Emmy has two romances, a trio and a duet in Act II, and then out she goes. It’s a lot of work for little reward. Perhaps some enterprising diva with Hoffman behind her (Hoffman himself was the spirit of this age, quite as much as Byron, eh?) would be willing to take on all three of Ruthven’s ladies in a single night. The tessitura is more similar, and the fact that she’d keep coming to life after decease might provide a certain … frisson … suitable to the genre. (Some German director has probably already done this.)

Then, even after you’ve hired three prima donna sopranos and a sexy baritone (required!), you still need a strong tenor for Aubrey, a bass and a contralto for the drinking song, an orchestra up to, say, Fidelio, and a really excellent chorus. The Collegiate Chorale under Thomas James Bagwell were constantly stealing the scenes in this performance, portraying demons, huntsmen, puzzled wedding guests and drunken peasants. They were, for my money, the stars of the entertainment.

Choral singing (as Maestro Botstein pointed out in his pre-concert lecture) served a principal social function in the towns of repressed, disunited Germany at this time, and Marschner wrote for them brilliantly, using the colors of different voices to get naturalistic and supernaturalistic effects. Small opera houses might be wary of a score depending so much on an elaborate chorus.

The ASO performance, besides picking a crackerjack chorus, had a crackerjack Ruthven in Nicholas Pallesen. Those of us who thought this singer underemployed as the heavy in the Collegiate’s Beatrice di Tenda last Fall had no such regrets at Vampyr. Pallesen appeared in black suit and shirt with a crimson tie; he was into it.

His sensuality as he dwelt in prospect or reverie on the juicy lips (and veins) of his victims, his reproaches when they resisted his flirtations, his rage at Aubrey’s attempts to stop him, his taunts of his enemies, painted the Byronic hero in hues worthy of Caspar David Friedrich. His diction was true, his singing strong and seductive all afternoon. His Don Giovanni, when he gets around to it, should be worth catching.

Tamara Wilson sang a lovely, very Germanic-sounding Malwina, with weight and force for troubled emotions and the technique for the part’s ferocious sky-ward leaps, though once or twice shooting beyond the ideal note. Jennifer Tiller took the less strenuous but more varied role of Emmy, the Zerlina figure (if you like), arousing our sympathetic dread with a beautiful phrased Romance, succumbing to Lord Ruthven in luscious duet. Alison Buchanan was miscast as Ianthe. Suzanne Schwing displayed some good notes as the well-named Mrs. Blunt, the drunkard’s wife.

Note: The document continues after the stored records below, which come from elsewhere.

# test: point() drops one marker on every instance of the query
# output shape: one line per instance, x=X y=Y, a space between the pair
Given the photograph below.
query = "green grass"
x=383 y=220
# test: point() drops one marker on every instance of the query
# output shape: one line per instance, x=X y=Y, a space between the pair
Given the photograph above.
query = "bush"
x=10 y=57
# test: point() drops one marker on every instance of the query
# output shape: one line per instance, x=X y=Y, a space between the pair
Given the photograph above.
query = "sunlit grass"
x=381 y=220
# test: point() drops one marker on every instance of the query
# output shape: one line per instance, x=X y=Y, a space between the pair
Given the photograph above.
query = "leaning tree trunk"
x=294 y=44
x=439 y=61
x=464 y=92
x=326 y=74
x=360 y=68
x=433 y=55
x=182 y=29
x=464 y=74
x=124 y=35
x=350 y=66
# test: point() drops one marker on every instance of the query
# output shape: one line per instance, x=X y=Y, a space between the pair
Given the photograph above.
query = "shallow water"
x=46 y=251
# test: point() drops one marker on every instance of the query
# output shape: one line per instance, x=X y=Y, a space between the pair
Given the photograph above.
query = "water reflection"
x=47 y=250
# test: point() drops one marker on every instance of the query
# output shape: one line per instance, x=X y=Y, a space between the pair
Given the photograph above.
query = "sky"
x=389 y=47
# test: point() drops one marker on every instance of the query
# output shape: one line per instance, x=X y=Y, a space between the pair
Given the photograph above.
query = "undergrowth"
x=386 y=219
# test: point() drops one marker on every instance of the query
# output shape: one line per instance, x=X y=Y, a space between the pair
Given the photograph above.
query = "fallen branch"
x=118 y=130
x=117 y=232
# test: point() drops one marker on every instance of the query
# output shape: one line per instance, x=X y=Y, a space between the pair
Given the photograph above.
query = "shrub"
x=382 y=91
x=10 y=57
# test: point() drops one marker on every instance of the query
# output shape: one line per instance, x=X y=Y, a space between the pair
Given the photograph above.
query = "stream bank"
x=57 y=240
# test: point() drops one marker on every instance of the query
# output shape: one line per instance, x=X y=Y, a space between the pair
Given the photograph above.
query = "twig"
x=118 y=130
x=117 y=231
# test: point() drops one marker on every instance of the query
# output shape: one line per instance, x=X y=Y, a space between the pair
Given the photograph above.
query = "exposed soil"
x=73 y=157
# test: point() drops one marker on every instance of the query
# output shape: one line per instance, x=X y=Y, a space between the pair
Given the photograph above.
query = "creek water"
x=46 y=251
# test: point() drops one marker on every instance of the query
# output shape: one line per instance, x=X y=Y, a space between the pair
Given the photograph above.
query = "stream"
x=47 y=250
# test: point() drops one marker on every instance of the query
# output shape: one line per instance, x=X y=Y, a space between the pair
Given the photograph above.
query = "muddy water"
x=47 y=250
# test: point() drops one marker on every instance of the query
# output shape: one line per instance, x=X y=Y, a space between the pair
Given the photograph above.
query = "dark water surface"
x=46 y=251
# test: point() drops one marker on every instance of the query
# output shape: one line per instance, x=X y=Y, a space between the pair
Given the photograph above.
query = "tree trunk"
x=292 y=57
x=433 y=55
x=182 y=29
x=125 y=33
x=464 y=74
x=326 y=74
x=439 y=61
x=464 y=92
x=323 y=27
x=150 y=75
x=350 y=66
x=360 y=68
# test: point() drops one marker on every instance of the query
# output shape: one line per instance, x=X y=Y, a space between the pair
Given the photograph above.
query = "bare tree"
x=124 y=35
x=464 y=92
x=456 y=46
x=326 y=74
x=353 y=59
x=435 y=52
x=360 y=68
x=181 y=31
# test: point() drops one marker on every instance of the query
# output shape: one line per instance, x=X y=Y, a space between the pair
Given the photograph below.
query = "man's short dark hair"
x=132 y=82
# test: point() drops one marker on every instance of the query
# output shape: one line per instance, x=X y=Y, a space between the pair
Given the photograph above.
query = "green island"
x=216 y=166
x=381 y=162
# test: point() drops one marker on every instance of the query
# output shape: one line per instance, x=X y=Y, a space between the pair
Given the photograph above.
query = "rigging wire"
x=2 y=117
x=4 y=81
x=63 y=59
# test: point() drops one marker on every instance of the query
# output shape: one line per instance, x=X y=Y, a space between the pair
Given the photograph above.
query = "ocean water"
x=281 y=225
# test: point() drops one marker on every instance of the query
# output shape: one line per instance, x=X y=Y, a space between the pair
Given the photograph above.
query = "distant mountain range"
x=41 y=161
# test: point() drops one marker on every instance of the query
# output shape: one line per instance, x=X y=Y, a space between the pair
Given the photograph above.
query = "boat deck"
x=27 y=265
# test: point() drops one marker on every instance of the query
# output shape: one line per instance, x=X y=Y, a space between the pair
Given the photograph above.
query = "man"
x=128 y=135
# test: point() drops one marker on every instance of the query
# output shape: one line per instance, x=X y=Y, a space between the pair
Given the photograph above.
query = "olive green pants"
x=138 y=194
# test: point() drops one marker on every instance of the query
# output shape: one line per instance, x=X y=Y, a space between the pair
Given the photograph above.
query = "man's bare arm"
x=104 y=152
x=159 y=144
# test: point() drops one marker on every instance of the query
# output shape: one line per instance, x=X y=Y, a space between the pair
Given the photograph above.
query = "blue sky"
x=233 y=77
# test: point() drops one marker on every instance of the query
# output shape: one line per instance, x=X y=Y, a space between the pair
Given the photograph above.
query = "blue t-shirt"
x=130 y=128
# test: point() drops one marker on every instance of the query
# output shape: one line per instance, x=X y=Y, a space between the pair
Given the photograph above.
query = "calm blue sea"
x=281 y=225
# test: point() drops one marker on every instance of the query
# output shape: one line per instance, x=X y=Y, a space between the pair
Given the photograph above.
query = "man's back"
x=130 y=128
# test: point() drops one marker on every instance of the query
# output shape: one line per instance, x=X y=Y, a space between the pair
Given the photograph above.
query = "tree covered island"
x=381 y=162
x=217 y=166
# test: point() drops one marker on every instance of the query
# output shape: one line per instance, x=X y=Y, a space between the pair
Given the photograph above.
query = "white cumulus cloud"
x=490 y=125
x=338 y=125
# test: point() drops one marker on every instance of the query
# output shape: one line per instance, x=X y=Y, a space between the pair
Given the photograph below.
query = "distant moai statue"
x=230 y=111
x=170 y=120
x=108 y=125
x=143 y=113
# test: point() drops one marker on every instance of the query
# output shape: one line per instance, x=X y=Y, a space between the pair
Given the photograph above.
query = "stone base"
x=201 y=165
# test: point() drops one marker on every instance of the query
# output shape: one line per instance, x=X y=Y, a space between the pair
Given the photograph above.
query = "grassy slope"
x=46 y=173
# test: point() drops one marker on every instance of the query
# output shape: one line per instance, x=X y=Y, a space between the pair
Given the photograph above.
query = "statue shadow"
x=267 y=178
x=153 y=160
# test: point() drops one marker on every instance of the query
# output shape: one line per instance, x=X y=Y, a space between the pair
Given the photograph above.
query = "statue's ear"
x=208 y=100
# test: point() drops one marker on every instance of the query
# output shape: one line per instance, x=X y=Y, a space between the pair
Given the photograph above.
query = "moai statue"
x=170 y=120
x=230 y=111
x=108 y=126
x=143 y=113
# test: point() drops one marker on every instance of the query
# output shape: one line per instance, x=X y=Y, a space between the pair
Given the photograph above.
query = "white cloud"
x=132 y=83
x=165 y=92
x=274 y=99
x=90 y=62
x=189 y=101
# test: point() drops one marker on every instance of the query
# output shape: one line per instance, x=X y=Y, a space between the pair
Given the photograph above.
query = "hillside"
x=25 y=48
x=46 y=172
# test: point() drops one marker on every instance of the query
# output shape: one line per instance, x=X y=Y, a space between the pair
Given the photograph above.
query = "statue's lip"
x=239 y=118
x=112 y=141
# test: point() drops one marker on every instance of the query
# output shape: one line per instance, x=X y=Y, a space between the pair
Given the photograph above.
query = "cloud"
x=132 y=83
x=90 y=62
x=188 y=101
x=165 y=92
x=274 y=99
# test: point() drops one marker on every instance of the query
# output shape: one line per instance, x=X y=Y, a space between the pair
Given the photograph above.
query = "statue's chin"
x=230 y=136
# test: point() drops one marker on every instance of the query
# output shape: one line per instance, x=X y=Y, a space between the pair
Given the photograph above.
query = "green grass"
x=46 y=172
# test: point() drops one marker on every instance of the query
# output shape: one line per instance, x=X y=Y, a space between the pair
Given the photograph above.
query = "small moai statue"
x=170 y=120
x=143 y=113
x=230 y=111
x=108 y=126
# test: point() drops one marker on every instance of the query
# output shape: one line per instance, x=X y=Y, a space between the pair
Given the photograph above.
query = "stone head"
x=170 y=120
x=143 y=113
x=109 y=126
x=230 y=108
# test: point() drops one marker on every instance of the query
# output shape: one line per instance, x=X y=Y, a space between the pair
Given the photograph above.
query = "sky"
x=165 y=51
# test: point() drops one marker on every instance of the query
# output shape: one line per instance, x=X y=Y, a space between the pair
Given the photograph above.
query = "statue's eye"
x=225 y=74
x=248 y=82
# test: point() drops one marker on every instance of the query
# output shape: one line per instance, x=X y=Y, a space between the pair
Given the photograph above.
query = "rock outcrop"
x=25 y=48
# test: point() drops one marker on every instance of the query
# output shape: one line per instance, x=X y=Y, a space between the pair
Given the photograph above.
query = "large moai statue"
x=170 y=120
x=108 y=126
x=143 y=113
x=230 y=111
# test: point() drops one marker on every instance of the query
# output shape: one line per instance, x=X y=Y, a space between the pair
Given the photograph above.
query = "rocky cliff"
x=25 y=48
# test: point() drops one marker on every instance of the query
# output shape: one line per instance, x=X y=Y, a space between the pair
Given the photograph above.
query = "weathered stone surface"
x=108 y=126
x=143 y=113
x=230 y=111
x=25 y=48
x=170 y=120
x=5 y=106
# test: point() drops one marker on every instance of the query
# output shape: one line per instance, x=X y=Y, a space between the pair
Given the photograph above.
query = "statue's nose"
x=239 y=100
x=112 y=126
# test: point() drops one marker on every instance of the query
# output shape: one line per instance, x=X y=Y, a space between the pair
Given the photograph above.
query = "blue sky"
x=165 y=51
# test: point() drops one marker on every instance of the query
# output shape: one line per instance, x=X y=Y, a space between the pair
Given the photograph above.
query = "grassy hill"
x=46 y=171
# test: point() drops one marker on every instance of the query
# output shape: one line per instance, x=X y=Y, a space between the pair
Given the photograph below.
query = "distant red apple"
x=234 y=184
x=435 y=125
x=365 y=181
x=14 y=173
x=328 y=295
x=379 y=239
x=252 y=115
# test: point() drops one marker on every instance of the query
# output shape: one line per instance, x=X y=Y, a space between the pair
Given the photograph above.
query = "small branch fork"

Vale Rideout sang amorous Aubrey, and though he held his own in duets with Miss Wilson and Mr. Pallesen, he was painfully flat in much of his solo music, including the Wagner-revised aria. Carsten Wittmoser sang Malwina’s snotty father with more character than musicality, Michael Riley tossed off the drinking song, and Glenn Seven Allen did a stalwart turn as Emmy’s confused fiancé. No man likes to find his bride kissing a vampire, however aristocratic, even if it leads to a charming trio; Mr. Allen’s indignation was all it should be.

Botstein and the ASO, dipping into somewhat earlier operatic repertory than usual, took a scene or two to work up to the proper hurtling pace for their penny-dreadful plot. The score may seem unsophisticated if you’re used to Strauss or Schreker or Zemlinsky, but Marschner knew how to tell a ghost story, and Botstein brought his climaxes vividly to life.